Theme 3: To Look at Jesus as the Way (Archbishop Liborius N Nashenda, OMI)

Whoever looks to him will be saved (cf. Num 21:1-9; Jn 3: 14-15). God has made the way for a
healing at the time of a snake bite pandemic in the book of Exodus. As the serpent is lifted up by
Moses in the desert so also Jesus has been lifted up to be looked at. Jesus Christ is the same
yesterday and today and forever (Heb 13:8). Whoever will look at him with faith will know that He
is the way to be healed. There is an itinerary of faith. Each one of us, in as much as a human being is
seeking: seeking happiness, seeking love, and seeking a good and full life which God the Father has
given us all in His Son Jesus.
To seek Jesus is to encounter Jesus and that will make one to follow Jesus: this is the way. In the
itinerary of faith the disciples of all times begin with the question Jesus addresses to the two who
would start to follow Him: “What do you seek?” (Jn 1:38). When Thomas did not understand the
way which Jesus was talking about, he openly asked “how can we know the way?” (Jn 14:5). It’s the
same question that, on Easter morning, the Risen Lord asks Mary Magdalene who was full of fear
and tears: “Woman, whom do you seek?” (Jn 20:15). If we are clear of what exactly we are seeking
we will find it. “Seek and you will find” (Mt 7:7).
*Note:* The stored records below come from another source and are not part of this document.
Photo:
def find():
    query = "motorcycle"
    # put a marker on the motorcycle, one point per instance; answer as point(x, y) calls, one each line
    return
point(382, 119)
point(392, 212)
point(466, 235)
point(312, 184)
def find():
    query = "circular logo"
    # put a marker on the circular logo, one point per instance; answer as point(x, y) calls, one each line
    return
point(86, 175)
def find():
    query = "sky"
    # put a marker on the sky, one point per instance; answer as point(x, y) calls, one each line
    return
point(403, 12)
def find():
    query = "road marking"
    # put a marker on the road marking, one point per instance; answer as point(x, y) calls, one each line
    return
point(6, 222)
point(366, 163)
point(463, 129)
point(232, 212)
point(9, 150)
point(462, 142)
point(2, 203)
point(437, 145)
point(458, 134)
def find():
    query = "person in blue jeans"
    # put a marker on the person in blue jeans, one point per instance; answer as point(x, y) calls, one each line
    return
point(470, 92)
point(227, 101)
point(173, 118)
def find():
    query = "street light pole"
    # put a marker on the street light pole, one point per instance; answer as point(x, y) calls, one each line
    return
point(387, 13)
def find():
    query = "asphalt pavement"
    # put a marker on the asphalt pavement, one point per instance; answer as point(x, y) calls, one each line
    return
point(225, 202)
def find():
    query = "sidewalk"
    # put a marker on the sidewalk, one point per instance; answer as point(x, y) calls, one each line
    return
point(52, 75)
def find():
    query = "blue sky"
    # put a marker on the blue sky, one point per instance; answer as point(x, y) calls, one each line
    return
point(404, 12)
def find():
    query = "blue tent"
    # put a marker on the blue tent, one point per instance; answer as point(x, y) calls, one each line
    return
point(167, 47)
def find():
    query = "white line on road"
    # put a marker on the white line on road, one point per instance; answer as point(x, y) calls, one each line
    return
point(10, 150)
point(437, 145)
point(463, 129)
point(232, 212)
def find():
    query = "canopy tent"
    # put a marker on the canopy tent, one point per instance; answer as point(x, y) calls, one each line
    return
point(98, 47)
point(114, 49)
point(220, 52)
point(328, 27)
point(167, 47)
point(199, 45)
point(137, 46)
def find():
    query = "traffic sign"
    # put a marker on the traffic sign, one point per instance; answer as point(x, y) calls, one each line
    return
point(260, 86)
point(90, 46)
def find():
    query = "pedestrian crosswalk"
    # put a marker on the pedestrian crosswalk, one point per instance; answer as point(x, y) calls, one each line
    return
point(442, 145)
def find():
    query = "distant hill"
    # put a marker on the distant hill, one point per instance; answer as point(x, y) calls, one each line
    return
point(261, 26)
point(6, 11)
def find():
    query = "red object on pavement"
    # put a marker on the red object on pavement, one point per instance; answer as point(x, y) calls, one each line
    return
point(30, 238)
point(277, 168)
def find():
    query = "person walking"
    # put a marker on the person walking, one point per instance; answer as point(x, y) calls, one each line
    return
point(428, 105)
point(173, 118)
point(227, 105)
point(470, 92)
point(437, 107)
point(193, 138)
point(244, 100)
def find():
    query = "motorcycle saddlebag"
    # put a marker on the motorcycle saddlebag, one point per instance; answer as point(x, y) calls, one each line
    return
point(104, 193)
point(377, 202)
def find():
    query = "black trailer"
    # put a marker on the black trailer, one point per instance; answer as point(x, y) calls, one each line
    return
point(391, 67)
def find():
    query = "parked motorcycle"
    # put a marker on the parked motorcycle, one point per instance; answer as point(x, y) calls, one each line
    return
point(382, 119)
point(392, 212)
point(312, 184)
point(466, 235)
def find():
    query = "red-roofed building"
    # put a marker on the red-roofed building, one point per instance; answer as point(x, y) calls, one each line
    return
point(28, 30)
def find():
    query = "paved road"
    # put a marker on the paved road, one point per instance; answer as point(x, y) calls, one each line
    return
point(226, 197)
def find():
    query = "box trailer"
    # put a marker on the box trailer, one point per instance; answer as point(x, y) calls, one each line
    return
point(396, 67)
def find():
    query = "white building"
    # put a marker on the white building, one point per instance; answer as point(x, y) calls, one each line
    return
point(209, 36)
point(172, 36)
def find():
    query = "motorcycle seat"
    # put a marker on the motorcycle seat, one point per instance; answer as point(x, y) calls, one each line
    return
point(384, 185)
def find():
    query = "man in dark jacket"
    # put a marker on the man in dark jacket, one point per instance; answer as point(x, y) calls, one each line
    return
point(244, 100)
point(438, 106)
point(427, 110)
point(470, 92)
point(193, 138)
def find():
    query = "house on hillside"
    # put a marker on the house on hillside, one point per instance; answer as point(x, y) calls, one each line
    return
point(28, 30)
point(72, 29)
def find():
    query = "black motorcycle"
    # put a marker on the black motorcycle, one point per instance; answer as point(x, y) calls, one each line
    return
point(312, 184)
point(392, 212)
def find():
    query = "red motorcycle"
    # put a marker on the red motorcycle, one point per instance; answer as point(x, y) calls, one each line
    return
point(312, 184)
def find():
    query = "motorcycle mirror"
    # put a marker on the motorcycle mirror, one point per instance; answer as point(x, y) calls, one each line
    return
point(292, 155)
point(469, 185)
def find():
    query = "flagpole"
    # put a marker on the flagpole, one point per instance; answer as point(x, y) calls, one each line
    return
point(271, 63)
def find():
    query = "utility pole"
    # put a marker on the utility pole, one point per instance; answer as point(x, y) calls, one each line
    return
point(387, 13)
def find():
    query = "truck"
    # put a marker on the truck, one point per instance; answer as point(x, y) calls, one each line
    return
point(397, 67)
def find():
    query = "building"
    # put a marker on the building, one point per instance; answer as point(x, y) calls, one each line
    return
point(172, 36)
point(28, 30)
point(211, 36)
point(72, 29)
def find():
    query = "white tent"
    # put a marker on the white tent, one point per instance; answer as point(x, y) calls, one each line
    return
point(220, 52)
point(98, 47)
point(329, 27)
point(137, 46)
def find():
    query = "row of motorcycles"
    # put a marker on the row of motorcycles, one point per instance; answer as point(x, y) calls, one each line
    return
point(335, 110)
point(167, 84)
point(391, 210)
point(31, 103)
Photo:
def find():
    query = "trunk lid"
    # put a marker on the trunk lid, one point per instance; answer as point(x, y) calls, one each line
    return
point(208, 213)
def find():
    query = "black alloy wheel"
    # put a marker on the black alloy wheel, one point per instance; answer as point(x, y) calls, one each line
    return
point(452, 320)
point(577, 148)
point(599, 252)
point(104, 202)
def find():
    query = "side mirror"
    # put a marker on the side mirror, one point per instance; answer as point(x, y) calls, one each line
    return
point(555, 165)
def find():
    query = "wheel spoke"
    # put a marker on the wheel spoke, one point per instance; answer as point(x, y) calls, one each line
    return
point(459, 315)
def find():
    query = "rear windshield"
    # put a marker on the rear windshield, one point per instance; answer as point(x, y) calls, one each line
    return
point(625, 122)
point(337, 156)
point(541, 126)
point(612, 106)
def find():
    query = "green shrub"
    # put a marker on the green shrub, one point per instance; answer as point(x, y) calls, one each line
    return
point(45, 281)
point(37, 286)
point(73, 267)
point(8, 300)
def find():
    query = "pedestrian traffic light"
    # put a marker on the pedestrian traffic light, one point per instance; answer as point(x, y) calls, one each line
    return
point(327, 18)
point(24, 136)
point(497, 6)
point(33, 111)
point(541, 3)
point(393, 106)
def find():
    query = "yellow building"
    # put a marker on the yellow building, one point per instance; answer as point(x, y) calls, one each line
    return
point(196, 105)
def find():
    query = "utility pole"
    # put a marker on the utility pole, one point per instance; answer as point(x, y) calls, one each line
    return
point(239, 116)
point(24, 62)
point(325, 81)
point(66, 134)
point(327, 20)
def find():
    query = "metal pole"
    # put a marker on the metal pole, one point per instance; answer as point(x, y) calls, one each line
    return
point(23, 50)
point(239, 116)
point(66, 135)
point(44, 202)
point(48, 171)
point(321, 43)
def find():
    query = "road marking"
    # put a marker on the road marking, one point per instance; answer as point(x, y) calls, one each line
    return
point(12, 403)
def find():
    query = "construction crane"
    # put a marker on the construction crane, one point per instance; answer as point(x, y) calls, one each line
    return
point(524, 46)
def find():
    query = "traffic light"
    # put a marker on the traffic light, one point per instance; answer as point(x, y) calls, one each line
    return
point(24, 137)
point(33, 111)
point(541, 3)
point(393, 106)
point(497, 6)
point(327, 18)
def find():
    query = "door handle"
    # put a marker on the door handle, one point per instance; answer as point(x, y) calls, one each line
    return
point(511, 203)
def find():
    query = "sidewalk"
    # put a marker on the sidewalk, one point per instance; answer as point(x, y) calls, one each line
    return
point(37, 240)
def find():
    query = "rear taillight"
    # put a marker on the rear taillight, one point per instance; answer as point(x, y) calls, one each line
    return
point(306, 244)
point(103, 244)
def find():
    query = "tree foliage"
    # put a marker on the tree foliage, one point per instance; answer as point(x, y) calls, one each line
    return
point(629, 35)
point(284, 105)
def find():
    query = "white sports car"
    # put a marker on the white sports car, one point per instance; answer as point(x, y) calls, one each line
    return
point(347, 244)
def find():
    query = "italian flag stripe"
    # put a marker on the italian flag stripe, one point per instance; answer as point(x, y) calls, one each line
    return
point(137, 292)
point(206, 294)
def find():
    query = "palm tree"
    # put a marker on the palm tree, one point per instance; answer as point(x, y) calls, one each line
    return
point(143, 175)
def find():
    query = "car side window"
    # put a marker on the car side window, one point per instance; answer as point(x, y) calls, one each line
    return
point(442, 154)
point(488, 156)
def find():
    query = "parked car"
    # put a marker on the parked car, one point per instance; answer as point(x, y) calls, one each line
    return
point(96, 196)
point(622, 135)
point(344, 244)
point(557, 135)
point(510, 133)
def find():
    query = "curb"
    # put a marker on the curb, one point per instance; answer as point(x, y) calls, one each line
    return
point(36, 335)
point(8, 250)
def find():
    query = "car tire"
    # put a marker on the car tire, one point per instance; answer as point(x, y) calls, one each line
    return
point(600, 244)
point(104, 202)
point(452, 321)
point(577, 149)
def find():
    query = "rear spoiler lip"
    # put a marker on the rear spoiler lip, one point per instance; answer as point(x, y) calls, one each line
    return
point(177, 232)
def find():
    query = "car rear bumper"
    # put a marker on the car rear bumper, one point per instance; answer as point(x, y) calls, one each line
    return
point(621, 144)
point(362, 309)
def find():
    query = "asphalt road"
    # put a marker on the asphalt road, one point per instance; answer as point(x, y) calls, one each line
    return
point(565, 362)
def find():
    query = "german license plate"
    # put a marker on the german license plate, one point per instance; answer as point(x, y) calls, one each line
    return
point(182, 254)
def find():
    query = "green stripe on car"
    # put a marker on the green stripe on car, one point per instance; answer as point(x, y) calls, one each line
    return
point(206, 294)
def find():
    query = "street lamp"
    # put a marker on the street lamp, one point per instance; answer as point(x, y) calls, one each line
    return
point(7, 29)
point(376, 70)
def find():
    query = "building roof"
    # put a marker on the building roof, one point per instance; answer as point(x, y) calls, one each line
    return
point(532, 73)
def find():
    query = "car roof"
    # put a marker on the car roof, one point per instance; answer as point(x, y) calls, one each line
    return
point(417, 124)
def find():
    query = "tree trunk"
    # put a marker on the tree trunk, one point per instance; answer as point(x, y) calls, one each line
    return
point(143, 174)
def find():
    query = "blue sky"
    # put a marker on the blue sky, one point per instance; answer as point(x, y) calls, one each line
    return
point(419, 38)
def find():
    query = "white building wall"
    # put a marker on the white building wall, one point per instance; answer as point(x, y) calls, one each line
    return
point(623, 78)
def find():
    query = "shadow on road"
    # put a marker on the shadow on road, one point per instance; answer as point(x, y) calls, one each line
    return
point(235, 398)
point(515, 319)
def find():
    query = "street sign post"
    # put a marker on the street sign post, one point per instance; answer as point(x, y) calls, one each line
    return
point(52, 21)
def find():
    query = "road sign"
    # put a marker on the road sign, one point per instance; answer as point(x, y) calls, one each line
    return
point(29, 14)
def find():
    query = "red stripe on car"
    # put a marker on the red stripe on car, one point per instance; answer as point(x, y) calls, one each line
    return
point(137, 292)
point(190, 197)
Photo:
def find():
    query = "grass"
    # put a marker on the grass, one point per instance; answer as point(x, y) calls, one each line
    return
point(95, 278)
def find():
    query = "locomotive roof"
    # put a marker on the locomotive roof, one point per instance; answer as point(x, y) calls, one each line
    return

We live in a world of CoVid-19 pandemic where lots of people have lots of questions. When
humanity is faced with an atmosphere of doom and gloom and the predictions as tragic, it raises a
question of the confused Thomas and other disciples. People have lots of questions about God, about
the Human life, their government, their economic system, their education system, their Church, the
community in which they live, and the world at large. They looked to the future and saw the loss of
their Leader and the total disruption of their lives. They knew neither the destination nor the
direction. They couldn’t see the negative view of the hours pass and days to come. They looked
ahead and saw only death, confusion and despair. The internet has a lot of information which allows
for lots of questions and “sometimes” some accurate answers. Some questions are for the gathering
of information. Other questions are more reflective and require thoughtful deliberation before and
after they are proposed. One of such questions is that “what exactly do we seek?” or “how can we
Thomas’ question, in one form or another, has been on the lips of millions and millions of people
down through the years. Today, as in no other time, Thomas’ question is of the utmost importance.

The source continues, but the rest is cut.